I stick by my original recommendation: Go find an estate planner, or at least a fee-only Certified Financial Planner.

nietz001
Oct 24, 2007, 10:40 AM
My parents have their money invested in stock, they also have annuities, 401's, IRA's, bonds, CD's etc. Sounds to me like the best advice to them is leave the money where it can make the most interest and if they Will it to me the Capital gains are erased at the time of death. It's not just for me, I have 3 brothers and I just want my parents money to go where they intended. I should be able to sell the stock and divide it 4 ways without any capital gains if I sell it soon after they are gone. Most of the accounts are already POD so there should be no issue with probate. If I co-own the house with the surviving parent that should about take care of their assets.

ScottGem
Oct 24, 2007, 10:49 AM
IRAs and 401Ks are paid to a beneficiary outside of the estate. CDs and (I think) annuities can be paid to a joint tenant outside the estate. The same with real property.

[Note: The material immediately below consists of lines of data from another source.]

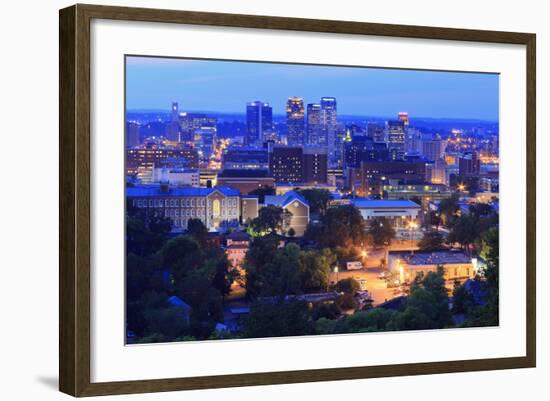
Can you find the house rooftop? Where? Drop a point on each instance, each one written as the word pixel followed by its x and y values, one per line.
pixel 283 200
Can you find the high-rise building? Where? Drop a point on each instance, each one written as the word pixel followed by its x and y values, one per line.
pixel 375 174
pixel 149 155
pixel 189 122
pixel 172 131
pixel 403 116
pixel 376 132
pixel 436 172
pixel 329 124
pixel 174 115
pixel 295 120
pixel 286 163
pixel 205 138
pixel 362 148
pixel 468 165
pixel 314 127
pixel 245 158
pixel 259 121
pixel 413 142
pixel 395 131
pixel 315 165
pixel 132 135
pixel 434 148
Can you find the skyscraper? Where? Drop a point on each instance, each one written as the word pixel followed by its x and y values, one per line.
pixel 376 132
pixel 434 149
pixel 132 135
pixel 172 131
pixel 314 128
pixel 286 163
pixel 295 120
pixel 469 165
pixel 315 165
pixel 403 116
pixel 328 121
pixel 395 131
pixel 174 115
pixel 259 121
pixel 189 122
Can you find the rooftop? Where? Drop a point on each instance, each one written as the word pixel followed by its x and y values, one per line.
pixel 238 236
pixel 432 258
pixel 384 203
pixel 244 173
pixel 155 190
pixel 283 200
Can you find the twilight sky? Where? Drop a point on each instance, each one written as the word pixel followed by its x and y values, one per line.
pixel 226 86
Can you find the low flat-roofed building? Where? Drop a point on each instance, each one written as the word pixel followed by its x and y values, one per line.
pixel 296 205
pixel 246 181
pixel 249 208
pixel 407 265
pixel 400 211
pixel 425 192
pixel 282 188
pixel 176 176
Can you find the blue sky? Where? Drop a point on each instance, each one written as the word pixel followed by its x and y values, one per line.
pixel 226 86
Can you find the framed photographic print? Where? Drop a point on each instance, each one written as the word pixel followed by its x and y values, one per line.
pixel 250 200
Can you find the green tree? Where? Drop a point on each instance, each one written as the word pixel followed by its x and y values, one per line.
pixel 276 319
pixel 197 229
pixel 448 210
pixel 488 314
pixel 427 306
pixel 372 320
pixel 465 231
pixel 462 299
pixel 318 199
pixel 431 241
pixel 326 310
pixel 381 231
pixel 270 219
pixel 341 226
pixel 346 301
pixel 349 286
pixel 262 251
pixel 262 192
pixel 167 321
pixel 146 232
pixel 314 269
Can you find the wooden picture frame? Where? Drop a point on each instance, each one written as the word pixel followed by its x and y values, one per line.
pixel 75 207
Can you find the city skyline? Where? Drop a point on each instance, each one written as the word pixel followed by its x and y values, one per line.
pixel 152 83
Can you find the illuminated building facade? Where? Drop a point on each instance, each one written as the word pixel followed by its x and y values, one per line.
pixel 395 134
pixel 314 127
pixel 189 122
pixel 329 125
pixel 259 121
pixel 155 154
pixel 217 208
pixel 295 120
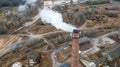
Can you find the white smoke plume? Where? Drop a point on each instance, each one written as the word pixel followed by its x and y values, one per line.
pixel 23 7
pixel 54 18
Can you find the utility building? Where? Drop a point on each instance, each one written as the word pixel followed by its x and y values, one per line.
pixel 75 49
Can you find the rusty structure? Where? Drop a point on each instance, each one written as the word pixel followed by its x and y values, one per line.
pixel 75 49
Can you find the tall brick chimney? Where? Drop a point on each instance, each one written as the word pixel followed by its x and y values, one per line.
pixel 75 49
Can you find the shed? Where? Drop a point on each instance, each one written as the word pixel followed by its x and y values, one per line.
pixel 65 65
pixel 34 58
pixel 84 40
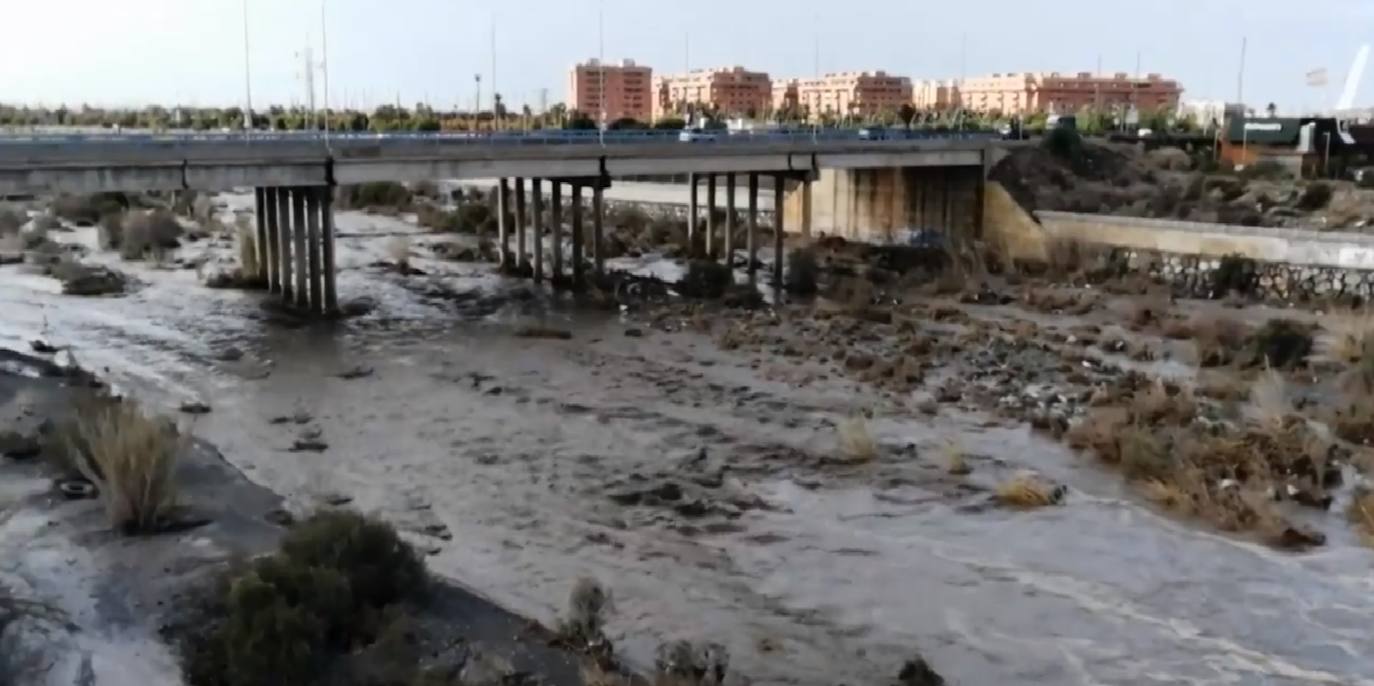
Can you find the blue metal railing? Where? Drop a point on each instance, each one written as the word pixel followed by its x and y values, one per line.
pixel 504 138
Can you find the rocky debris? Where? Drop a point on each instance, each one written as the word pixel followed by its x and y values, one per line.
pixel 918 672
pixel 543 332
pixel 79 279
pixel 18 446
pixel 355 373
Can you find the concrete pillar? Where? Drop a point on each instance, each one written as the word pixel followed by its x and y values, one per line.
pixel 728 249
pixel 779 197
pixel 503 228
pixel 598 226
pixel 557 220
pixel 752 230
pixel 691 215
pixel 312 238
pixel 539 228
pixel 331 300
pixel 260 234
pixel 577 235
pixel 711 216
pixel 272 245
pixel 283 244
pixel 298 248
pixel 520 224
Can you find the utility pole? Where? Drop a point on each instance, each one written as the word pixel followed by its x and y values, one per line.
pixel 248 74
pixel 324 66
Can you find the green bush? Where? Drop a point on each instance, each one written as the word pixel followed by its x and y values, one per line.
pixel 1315 197
pixel 329 593
pixel 1235 274
pixel 379 567
pixel 803 272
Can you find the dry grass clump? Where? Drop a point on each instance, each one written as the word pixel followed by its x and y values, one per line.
pixel 1027 491
pixel 855 441
pixel 1360 513
pixel 131 458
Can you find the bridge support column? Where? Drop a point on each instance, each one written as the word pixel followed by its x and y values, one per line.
pixel 260 233
pixel 271 245
pixel 503 223
pixel 520 224
pixel 302 264
pixel 577 235
pixel 539 227
pixel 691 215
pixel 326 201
pixel 752 230
pixel 283 223
pixel 313 239
pixel 557 220
pixel 728 245
pixel 711 216
pixel 778 227
pixel 598 226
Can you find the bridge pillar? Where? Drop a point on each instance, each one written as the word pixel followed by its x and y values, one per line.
pixel 752 230
pixel 598 226
pixel 271 246
pixel 283 222
pixel 326 201
pixel 577 235
pixel 779 189
pixel 520 224
pixel 557 220
pixel 539 227
pixel 315 241
pixel 260 233
pixel 300 248
pixel 711 216
pixel 503 223
pixel 728 248
pixel 691 215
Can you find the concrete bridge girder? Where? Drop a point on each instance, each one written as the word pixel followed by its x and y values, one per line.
pixel 89 179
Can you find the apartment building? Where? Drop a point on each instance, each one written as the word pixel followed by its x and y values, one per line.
pixel 860 94
pixel 621 91
pixel 935 95
pixel 1055 92
pixel 733 92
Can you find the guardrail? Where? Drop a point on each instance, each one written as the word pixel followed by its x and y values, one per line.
pixel 511 138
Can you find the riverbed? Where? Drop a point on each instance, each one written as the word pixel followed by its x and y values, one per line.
pixel 808 572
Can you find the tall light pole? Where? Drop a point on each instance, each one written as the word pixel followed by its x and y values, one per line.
pixel 324 65
pixel 248 76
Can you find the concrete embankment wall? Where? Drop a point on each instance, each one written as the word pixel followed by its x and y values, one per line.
pixel 1279 263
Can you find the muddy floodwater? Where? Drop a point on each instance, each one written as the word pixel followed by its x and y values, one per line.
pixel 514 463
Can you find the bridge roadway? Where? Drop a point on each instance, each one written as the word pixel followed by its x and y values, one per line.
pixel 39 165
pixel 294 175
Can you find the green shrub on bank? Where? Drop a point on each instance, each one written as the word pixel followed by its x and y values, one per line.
pixel 329 593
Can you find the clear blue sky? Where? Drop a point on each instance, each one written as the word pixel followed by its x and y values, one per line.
pixel 191 51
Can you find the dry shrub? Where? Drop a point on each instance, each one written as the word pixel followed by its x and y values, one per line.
pixel 399 250
pixel 1362 513
pixel 855 441
pixel 131 458
pixel 1027 491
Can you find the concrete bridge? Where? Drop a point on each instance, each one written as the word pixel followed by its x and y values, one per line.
pixel 293 176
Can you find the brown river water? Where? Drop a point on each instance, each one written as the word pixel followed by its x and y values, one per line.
pixel 511 444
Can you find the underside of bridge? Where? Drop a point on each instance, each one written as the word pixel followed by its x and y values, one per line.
pixel 891 205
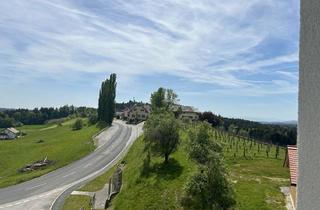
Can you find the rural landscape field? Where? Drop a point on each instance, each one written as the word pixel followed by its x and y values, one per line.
pixel 256 178
pixel 55 141
pixel 150 105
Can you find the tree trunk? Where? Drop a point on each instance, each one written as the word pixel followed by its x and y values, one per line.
pixel 166 158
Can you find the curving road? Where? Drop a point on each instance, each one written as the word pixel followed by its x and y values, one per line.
pixel 114 144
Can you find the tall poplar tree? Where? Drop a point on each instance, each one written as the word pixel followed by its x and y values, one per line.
pixel 106 103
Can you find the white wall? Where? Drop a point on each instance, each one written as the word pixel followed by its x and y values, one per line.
pixel 309 107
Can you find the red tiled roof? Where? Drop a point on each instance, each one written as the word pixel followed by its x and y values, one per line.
pixel 293 163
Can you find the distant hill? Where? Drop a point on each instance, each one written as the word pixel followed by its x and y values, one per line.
pixel 4 109
pixel 288 123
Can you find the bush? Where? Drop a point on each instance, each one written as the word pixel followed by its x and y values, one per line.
pixel 209 187
pixel 78 124
pixel 93 119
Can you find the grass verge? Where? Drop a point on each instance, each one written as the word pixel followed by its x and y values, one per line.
pixel 59 143
pixel 256 178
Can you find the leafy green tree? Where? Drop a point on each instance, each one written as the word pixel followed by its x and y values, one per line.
pixel 201 144
pixel 158 99
pixel 106 103
pixel 162 134
pixel 78 124
pixel 93 119
pixel 209 187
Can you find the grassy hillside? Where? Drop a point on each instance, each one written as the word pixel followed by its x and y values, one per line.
pixel 256 178
pixel 60 144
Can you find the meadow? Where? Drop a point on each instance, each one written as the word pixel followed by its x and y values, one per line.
pixel 256 177
pixel 55 141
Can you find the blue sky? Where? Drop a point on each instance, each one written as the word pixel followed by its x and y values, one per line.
pixel 236 58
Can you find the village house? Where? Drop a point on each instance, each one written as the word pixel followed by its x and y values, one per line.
pixel 9 133
pixel 186 113
pixel 137 113
pixel 291 161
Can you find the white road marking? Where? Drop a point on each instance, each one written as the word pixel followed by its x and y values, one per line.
pixel 30 188
pixel 86 166
pixel 69 174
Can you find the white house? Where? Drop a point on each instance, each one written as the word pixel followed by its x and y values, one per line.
pixel 11 133
pixel 186 113
pixel 138 113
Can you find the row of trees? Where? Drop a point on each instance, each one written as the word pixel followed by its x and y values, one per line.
pixel 17 117
pixel 270 133
pixel 106 103
pixel 208 188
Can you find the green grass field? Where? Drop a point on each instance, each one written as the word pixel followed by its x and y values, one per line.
pixel 60 144
pixel 256 178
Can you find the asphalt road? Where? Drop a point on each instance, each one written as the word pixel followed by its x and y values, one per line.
pixel 72 173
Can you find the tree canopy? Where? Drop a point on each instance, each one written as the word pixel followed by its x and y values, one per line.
pixel 106 103
pixel 161 133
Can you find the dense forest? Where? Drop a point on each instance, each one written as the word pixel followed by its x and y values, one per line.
pixel 18 117
pixel 270 133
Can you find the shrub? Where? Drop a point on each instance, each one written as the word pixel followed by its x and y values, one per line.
pixel 93 119
pixel 78 124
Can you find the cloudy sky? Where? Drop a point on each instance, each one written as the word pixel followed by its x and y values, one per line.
pixel 238 58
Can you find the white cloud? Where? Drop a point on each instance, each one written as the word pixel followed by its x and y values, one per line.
pixel 201 41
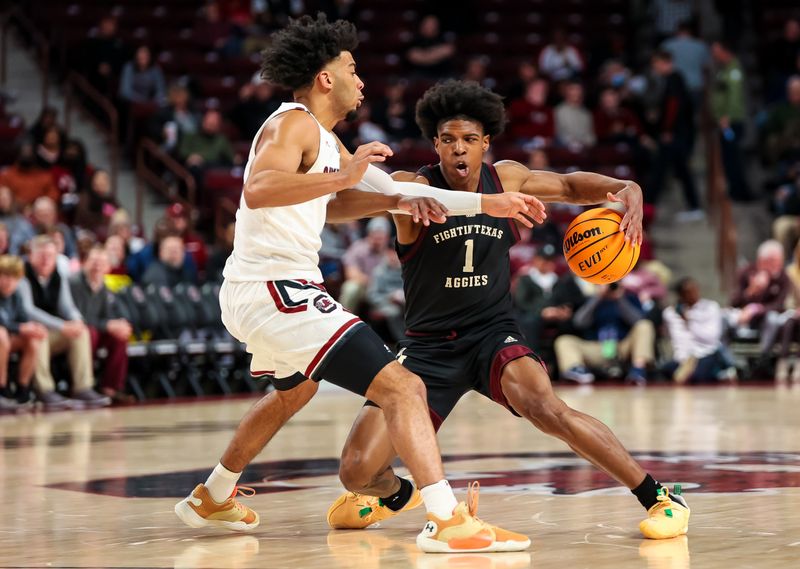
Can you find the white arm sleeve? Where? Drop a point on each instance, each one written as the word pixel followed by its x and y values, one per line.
pixel 457 203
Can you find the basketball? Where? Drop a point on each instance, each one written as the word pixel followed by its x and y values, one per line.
pixel 595 248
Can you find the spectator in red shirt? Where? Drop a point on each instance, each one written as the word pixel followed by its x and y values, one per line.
pixel 530 118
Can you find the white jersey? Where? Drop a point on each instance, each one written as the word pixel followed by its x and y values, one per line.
pixel 279 243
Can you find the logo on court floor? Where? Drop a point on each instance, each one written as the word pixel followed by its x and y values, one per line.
pixel 533 473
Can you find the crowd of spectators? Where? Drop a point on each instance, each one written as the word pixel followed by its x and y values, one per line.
pixel 574 101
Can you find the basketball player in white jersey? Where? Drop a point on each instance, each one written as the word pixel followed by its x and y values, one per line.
pixel 271 299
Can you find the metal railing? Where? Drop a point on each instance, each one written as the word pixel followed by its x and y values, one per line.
pixel 77 86
pixel 719 205
pixel 40 43
pixel 151 164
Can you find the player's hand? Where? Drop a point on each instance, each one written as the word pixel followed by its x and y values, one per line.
pixel 423 209
pixel 514 205
pixel 631 197
pixel 365 155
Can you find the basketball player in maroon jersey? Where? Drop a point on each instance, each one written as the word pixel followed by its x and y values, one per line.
pixel 461 333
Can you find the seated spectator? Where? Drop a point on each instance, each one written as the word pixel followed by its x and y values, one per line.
pixel 72 174
pixel 257 101
pixel 17 334
pixel 102 55
pixel 208 147
pixel 97 205
pixel 789 322
pixel 117 277
pixel 5 239
pixel 360 261
pixel 393 114
pixel 531 119
pixel 44 217
pixel 122 225
pixel 169 269
pixel 142 80
pixel 19 229
pixel 47 299
pixel 526 73
pixel 546 302
pixel 385 294
pixel 26 180
pixel 694 326
pixel 784 55
pixel 106 328
pixel 174 120
pixel 432 52
pixel 220 253
pixel 477 71
pixel 574 126
pixel 613 123
pixel 137 263
pixel 48 151
pixel 614 330
pixel 781 131
pixel 559 60
pixel 760 294
pixel 180 217
pixel 214 33
pixel 786 206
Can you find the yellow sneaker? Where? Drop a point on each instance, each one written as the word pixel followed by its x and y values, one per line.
pixel 198 510
pixel 668 518
pixel 356 511
pixel 466 533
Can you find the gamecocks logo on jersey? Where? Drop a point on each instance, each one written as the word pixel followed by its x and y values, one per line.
pixel 324 304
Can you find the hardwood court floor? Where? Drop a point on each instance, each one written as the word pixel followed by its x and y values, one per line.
pixel 96 489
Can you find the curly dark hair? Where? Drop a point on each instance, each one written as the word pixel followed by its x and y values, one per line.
pixel 460 99
pixel 300 50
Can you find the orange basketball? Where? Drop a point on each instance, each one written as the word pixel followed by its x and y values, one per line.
pixel 596 249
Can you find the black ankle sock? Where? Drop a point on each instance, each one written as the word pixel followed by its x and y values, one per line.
pixel 396 501
pixel 647 492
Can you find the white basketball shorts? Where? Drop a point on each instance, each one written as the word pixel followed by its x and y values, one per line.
pixel 289 326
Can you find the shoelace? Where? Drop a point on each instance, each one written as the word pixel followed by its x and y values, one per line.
pixel 664 503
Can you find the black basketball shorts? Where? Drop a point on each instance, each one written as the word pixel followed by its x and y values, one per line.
pixel 454 364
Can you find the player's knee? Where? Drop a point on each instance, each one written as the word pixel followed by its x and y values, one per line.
pixel 547 414
pixel 353 472
pixel 396 389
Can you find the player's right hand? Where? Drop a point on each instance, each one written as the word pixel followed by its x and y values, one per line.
pixel 515 205
pixel 365 155
pixel 423 209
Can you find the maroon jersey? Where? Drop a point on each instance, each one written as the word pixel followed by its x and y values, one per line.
pixel 457 274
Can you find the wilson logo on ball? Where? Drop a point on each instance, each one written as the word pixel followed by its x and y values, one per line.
pixel 579 236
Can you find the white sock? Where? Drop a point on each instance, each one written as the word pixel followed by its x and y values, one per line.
pixel 439 499
pixel 221 483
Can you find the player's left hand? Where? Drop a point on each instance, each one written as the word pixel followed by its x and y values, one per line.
pixel 423 209
pixel 631 197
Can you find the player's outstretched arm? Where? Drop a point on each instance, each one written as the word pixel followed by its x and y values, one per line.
pixel 350 205
pixel 515 205
pixel 289 146
pixel 583 188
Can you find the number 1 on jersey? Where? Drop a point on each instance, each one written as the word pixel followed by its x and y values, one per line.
pixel 468 266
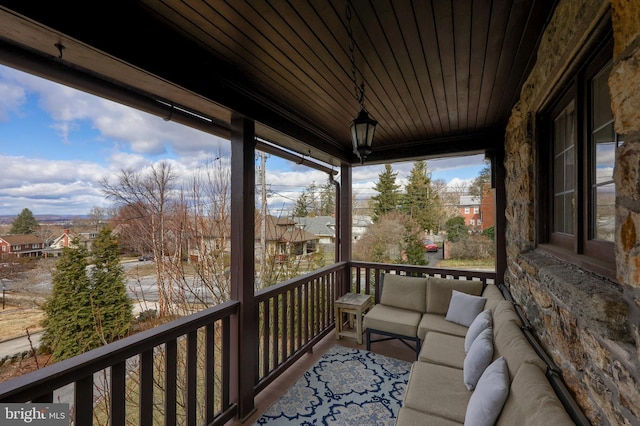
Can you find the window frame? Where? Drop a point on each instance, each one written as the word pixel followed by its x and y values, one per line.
pixel 597 256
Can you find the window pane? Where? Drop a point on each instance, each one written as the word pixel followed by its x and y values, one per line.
pixel 558 175
pixel 605 196
pixel 601 99
pixel 559 133
pixel 570 170
pixel 605 149
pixel 558 216
pixel 564 170
pixel 569 205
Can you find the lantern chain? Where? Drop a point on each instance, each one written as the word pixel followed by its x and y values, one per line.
pixel 359 90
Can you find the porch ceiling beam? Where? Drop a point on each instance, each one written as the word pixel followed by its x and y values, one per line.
pixel 245 324
pixel 477 142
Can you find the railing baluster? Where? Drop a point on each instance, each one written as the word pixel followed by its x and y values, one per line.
pixel 146 408
pixel 285 325
pixel 118 391
pixel 192 376
pixel 210 373
pixel 46 398
pixel 226 361
pixel 276 330
pixel 83 401
pixel 266 344
pixel 170 382
pixel 300 316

So that leaves the stock and mutual fund investments. I would suggest letting them go to the estate so you have something to pay final debts and funeral expenses. In the meantime, they can divvy up some of the CDs and retirement accounts between the siblings, or they can set you as the beneficiary and trust you to divvy things up.

nietz001
Oct 24, 2007, 10:55 AM
Would I have to pay any taxes on money I inherit from a 401K? My Dad has one with $300K in it, if he drew it out they would be taxed 50%. If he leaves it alone would I get the entire $300K? Without paying tax on it?

ScottGem
Oct 24, 2007, 10:58 AM
You would still be subject to inheritance taxes, but since that's under the threshold there is none. I'm not quite up on the tax consequences of a beneficiary inheritance of a 401K. I believe it can be rolled over into an IRA to defer the taxes. WHEN you finally take the money out, you will have to pay income taxes on it.

See:

Inheriting A 401k, IRA, or 403b (http://www.themoneyalert.com/InheritingA401k.html)

AtlantaTaxExpert
Oct 24, 2007, 04:34 PM
Agreed, though the rollover has to be handled correctly. You should get estate and tax advice from qualified professionals.